Support Questions
Find answers, ask questions, and share your expertise
Check out our newest addition to the community, the Cloudera Innovation Accelerator group hub.

Below services on what node to be installed.


While i was installing HDP 2.5.3, in the 'install services' section, i was asked to select below services on nodes in the cluster. But am not sure about below services to be installed on what node(Master, data, edge).

1. Phoenix Query Server

2. Supervisor

3. Flume

4. Accumulo TServer

5. Livy Server

6. Spark Thrift Server

Could any one clarify, the services to be installed on what type of node and on how nodes does the service needs to be running.


Super Collaborator

The answer here depends heavily on what services you need, what hardware is available, and how frequently you will use them.

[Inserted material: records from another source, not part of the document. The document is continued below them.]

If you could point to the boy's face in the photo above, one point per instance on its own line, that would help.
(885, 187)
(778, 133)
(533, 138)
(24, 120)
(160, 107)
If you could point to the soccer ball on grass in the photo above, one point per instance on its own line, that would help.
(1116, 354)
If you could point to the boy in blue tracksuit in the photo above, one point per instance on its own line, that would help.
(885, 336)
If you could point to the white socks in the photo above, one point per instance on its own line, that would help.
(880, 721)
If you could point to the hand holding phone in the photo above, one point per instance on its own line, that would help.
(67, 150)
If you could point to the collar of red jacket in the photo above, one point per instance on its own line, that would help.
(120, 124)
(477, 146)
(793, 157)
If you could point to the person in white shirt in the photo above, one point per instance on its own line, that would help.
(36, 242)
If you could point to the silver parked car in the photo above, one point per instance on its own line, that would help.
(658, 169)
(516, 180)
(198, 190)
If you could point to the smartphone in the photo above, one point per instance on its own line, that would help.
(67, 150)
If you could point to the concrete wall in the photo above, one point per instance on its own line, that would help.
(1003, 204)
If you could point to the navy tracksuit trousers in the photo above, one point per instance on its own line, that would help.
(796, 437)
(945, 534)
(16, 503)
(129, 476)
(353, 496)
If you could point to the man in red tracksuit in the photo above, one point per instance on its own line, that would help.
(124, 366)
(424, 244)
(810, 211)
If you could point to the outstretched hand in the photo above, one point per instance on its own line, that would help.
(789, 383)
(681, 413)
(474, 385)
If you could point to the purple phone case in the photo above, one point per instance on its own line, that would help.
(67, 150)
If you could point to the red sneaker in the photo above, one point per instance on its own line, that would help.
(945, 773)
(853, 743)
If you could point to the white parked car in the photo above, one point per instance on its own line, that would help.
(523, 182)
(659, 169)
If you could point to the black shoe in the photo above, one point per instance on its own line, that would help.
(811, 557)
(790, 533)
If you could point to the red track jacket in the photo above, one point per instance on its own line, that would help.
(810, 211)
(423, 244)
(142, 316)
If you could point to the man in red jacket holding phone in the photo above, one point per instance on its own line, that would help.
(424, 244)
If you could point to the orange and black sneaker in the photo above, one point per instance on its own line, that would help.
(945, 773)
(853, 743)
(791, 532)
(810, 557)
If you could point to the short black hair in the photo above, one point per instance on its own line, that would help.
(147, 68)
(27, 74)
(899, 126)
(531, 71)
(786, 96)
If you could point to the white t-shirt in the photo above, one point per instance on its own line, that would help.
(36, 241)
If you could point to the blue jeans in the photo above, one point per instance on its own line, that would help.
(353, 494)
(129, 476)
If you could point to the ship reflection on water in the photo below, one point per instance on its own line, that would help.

Flume Agents are minimal and mostly collect logs.

Livy is just a web API for Spark, but it does maintain SparkContexts and starts with 2GB heap by default.

Supervisor is a Storm process. (I don't know much about Storm)

Spark, Phoenix Query, and Accumulo Thrift Servers should ideally be separated for the respective query processing. Install multiple of each to provide failover.

If you are limited by servers, then use your best judgement about what is the most critical piece of your architecture, then set explicitly dedicated hardware pools to that. For the rest, as long as you have the available cpu/memory/disk to run additional processing with little overheard, then you can combine services with minimal impact.